Suit against Sonia Gandhi in US court holds no water

Saturday, 7 September 2013 - 9:42am IST | Agency: DNA
dna examines whether the idea that a state's laws can apply beyond its jurisdiction violates the cardinal principle of national sovereignty.

In response to a class action suit filed by human rights group Sikhs For Justice, the district court of the eastern district of New York issued a summons to Congress president Sonia Gandhi for her alleged role in shielding those involved in the 1984 anti-Sikh riots from justice. Under the US Alien Tort Statute (ATS) and the Torture Victim Protection Act (TVPA), foreigners may be sued in US courts for violations committed against the laws of nations even in foreign jurisdictions.

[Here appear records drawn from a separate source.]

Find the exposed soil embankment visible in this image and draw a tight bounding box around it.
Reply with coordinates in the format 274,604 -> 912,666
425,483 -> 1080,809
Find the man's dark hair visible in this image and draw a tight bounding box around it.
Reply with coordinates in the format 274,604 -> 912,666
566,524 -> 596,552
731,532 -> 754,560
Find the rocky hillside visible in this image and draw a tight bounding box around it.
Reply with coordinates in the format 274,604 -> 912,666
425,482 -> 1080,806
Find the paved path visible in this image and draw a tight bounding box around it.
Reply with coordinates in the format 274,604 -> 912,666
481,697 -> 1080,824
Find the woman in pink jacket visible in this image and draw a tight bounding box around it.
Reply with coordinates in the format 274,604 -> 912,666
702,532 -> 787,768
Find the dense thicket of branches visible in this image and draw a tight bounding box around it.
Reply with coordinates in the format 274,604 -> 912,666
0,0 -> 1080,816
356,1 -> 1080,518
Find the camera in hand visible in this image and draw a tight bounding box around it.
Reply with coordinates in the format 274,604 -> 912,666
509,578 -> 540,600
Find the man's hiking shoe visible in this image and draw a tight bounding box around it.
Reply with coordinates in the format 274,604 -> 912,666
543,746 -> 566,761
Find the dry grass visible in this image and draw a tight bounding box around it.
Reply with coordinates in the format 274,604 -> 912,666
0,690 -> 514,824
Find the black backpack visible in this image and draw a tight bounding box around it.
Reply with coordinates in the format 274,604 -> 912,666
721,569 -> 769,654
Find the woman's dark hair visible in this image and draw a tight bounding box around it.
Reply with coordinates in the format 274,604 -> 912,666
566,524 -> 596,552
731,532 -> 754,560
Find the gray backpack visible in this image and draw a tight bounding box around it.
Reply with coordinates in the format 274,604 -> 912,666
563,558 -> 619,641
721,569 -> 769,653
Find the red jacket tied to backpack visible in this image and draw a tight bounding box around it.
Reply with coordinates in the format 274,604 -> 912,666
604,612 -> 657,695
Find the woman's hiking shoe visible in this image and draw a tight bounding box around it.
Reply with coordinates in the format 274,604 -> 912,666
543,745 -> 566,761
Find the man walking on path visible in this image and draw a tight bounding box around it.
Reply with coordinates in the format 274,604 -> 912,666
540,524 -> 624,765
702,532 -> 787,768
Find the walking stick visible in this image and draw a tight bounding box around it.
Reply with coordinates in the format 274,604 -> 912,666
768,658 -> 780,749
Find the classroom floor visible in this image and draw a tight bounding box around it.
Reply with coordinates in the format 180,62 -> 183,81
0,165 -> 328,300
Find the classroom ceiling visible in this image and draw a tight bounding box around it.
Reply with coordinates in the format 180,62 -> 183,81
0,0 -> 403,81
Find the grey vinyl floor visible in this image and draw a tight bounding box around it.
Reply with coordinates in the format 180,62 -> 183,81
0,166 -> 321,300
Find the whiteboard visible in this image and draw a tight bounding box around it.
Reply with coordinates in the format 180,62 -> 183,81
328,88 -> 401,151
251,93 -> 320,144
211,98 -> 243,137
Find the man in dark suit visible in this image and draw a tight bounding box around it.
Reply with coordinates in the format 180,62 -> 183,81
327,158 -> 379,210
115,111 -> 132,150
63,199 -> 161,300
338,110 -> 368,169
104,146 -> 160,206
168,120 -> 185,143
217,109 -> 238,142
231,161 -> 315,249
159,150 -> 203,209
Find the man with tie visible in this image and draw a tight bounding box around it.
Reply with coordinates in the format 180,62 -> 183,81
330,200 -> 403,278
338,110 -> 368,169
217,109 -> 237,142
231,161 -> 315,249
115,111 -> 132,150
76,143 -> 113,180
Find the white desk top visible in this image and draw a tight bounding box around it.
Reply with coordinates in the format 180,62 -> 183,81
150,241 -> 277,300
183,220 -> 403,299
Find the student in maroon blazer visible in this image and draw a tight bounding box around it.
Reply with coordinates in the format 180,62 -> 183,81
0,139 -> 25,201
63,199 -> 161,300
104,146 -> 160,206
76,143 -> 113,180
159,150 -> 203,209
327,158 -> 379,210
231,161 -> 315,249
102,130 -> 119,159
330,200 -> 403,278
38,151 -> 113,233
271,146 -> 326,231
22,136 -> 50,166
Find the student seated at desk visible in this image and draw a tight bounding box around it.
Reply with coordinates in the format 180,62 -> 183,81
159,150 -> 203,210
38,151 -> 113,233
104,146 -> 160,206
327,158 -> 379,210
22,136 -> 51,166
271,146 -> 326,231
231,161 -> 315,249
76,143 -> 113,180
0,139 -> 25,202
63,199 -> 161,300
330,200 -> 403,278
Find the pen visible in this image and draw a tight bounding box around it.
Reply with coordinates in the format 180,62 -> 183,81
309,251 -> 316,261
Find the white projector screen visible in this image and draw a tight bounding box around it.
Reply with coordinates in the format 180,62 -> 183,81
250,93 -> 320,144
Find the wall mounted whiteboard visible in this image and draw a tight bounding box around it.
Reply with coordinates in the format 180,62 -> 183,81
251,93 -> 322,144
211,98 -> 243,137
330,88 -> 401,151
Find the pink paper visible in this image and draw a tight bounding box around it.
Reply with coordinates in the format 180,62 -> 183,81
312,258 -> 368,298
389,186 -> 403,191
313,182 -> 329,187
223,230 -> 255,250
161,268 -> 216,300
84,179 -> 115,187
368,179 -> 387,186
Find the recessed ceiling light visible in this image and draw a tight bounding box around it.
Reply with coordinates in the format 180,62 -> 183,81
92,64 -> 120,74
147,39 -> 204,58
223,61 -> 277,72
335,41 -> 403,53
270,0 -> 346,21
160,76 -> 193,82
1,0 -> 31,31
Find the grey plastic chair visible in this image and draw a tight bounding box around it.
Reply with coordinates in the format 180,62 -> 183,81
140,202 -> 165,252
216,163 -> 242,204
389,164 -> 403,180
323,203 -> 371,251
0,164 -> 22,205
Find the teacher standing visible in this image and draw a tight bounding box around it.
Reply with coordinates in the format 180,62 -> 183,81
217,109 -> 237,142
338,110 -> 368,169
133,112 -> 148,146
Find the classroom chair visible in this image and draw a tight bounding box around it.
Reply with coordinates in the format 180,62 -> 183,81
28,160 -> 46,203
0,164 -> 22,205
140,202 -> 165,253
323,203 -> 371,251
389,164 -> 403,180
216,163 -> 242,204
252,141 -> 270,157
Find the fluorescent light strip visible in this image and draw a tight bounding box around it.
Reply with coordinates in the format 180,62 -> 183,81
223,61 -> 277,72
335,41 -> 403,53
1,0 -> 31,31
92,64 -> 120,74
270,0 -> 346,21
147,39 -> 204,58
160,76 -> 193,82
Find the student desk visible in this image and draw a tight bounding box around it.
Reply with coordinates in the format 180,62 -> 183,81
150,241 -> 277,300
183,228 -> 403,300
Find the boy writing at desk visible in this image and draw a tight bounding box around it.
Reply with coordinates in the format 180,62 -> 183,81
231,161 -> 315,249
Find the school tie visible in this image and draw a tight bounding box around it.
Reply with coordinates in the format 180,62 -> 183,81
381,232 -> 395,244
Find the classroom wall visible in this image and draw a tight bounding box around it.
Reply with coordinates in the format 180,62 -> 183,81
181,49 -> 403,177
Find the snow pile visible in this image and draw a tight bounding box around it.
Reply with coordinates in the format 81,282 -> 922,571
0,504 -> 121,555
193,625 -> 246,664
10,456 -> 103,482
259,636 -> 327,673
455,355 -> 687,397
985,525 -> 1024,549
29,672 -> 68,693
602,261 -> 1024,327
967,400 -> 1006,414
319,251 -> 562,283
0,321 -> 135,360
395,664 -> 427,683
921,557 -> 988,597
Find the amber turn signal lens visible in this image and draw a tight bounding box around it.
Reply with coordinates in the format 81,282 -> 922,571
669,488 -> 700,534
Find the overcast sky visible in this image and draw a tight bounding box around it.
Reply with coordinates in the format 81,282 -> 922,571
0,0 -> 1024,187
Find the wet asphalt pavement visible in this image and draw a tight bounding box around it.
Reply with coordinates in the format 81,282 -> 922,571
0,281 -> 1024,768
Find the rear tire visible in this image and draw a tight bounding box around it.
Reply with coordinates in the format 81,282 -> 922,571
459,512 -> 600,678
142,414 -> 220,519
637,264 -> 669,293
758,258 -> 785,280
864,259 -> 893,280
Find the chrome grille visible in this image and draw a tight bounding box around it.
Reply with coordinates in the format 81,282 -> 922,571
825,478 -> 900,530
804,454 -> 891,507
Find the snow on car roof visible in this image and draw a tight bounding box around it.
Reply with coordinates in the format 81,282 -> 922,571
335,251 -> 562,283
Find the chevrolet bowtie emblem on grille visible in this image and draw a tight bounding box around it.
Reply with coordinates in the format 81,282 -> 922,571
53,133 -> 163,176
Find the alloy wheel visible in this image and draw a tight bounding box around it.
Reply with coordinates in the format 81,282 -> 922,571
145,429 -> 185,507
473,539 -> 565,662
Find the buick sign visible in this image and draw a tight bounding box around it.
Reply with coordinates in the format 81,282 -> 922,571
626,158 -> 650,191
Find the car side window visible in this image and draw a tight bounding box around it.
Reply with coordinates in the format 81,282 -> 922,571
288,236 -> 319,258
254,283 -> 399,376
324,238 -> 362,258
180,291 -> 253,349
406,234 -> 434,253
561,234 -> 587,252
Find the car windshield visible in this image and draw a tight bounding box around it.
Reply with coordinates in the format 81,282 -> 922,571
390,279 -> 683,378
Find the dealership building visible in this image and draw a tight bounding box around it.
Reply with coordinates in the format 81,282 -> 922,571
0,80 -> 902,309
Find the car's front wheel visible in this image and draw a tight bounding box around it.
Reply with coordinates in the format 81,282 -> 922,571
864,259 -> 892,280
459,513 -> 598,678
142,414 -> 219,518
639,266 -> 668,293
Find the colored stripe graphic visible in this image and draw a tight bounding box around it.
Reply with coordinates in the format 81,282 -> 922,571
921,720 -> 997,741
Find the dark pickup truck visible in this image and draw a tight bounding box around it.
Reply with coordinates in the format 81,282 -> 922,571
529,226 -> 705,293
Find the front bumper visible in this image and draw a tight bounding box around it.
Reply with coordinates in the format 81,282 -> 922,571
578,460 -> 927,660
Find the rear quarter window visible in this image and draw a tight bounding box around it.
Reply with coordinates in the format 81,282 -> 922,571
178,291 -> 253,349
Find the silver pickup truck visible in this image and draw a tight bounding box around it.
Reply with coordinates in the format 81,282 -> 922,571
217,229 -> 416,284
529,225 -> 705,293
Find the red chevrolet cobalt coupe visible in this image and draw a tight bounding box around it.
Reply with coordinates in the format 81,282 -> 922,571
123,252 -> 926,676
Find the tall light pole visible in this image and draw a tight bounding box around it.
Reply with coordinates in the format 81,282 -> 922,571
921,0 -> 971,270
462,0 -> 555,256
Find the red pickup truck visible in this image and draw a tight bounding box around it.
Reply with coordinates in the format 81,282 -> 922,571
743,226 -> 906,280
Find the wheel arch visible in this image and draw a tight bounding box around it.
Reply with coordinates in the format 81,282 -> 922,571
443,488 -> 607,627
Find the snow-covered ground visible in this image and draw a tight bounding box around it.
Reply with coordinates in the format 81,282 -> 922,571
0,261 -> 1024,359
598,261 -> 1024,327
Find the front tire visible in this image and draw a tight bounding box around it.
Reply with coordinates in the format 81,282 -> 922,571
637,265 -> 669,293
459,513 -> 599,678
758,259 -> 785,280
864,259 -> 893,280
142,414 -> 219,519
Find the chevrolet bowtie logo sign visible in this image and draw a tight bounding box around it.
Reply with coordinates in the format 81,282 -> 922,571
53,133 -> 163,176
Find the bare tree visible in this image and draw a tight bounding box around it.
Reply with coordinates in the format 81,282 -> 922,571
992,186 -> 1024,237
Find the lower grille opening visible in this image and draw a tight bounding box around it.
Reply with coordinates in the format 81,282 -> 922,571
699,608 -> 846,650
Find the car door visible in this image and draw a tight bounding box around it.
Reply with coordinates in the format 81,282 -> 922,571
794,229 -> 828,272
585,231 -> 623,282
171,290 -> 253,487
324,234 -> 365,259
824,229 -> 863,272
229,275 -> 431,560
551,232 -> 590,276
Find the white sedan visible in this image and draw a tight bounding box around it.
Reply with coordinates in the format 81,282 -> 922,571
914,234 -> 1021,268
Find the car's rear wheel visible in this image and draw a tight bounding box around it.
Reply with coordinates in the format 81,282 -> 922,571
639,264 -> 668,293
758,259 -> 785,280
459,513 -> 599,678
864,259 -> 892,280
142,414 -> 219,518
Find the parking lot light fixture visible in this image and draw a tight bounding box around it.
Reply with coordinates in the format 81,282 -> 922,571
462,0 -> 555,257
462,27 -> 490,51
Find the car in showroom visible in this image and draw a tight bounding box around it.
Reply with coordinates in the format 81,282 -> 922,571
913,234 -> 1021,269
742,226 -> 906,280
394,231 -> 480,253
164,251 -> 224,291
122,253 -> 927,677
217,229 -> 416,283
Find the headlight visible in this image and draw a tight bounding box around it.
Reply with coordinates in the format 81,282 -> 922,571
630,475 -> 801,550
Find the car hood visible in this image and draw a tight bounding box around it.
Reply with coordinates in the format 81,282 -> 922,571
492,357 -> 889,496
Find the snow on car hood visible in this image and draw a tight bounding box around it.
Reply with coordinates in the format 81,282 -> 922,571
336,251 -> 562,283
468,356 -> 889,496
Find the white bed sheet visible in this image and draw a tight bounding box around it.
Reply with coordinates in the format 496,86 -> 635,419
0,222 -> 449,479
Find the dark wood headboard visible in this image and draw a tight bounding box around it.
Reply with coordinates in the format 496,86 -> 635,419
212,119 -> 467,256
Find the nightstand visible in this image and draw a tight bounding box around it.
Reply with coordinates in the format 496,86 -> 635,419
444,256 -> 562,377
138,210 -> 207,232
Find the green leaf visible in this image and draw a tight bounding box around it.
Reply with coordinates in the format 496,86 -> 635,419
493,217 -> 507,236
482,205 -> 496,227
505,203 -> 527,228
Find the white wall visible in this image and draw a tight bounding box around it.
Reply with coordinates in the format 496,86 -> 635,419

For most of its history, the ATS, passed in 1789, had an insignificant role, featuring only twice in judicial history until Filártiga v Peña-Irala in 1980. The case involved two Paraguayans who sued a former Paraguayan official for torture and murder of their family while in Paraguay. The court ruled that the case brought by an alien was a tort and violated the law of nations. Since the law of nations is a customary international law and has always been a part of US federal common law, US courts had jurisdiction over the case. It is important to note that this case was brought against an actual perpetrator of a brutality, unlike the case against Sonia Gandhi.

In Sosa v Alvarez-Machain in 2004, the US Supreme Court (SCOTUS) held that while ATS authorised federal courts to recognise private damages, common international law was to be interpreted in a very limited manner. Otherwise, it could raise several questions, including repercussions on US foreign relations.
Given this conservative position, it is unlikely that the shielding of alleged criminals 20 years after the fact will be taken seriously.

In April 2013, in Kiobel v Royal Dutch Petroleum, the nine-judge bench of SCOTUS unanimously ruled against the extraterritorial presumption of US law.

Four argued that ATS applied only when: 1. the defendant was American; 2. the event took place in US jurisdiction; or 3. the conduct substantially affected US interest, while the other five cited caution urged in Sosa in matters of foreign policy. Thus, relief for violations outside US jurisdiction cannot be granted. This verdict clearly indicates that the appellant’s claim against Sonia Gandhi is unlikely to impress the court.

In 1992, however, the US Congress passed the TVPA, which expressly held the understanding on Filártiga. Yet, the TVPA also has its restrictions - the law applies only to individuals acting in official capacity and provides relief against torture and extrajudicial killings only. The TVPA does not consider cases of obstruction of justice, as Sonia Gandhi’s accusers claim.

Furthermore, she has held an official position only since 1999, as an MP. The summons against Sonia Gandhi under these statutes is twice removed — she has been accused of shielding, not perpetrating the crimes.

Moreover, no court has found those persons Sonia Gandhi allegedly shields to be guilty. Prima facie, it appears unlikely that a serious case can be mounted against her barring the broadest interpretation of ATS.

Beyond its legal (de)merits, the idea that a state’s laws can apply beyond its jurisdiction violates the fundamental principle of national sovereignty. Presently, only the US has such a law, and if this principle were to be expanded to other states, one could imagine lawsuits against George W Bush, Ariel Sharon, and others. Consequently, the only bar to a state suing the leader of another state is their differential in power.

To India, any such suit is an affront to her national sovereignty. The notion that India will allow its leaders to be tried by foreign powers is destabilising and a matter of national shame. It is worth repeating that Sonia Gandhi’s alleged wrongdoing is nowhere near the magnitude of crimes the ATS or TVPA was intended for, and the suit should hold hardly any water.

In some ways, this event is a lesson to those who have in the past run to the US with India’s domestic problems, via their epistolary genius or their efforts to deny recognition — visas, magazine covers, speaker’s platforms — to other elected Indian officials. Yet as one nation, India must strenuously object to the treatment of its leaders thus from foreign countries.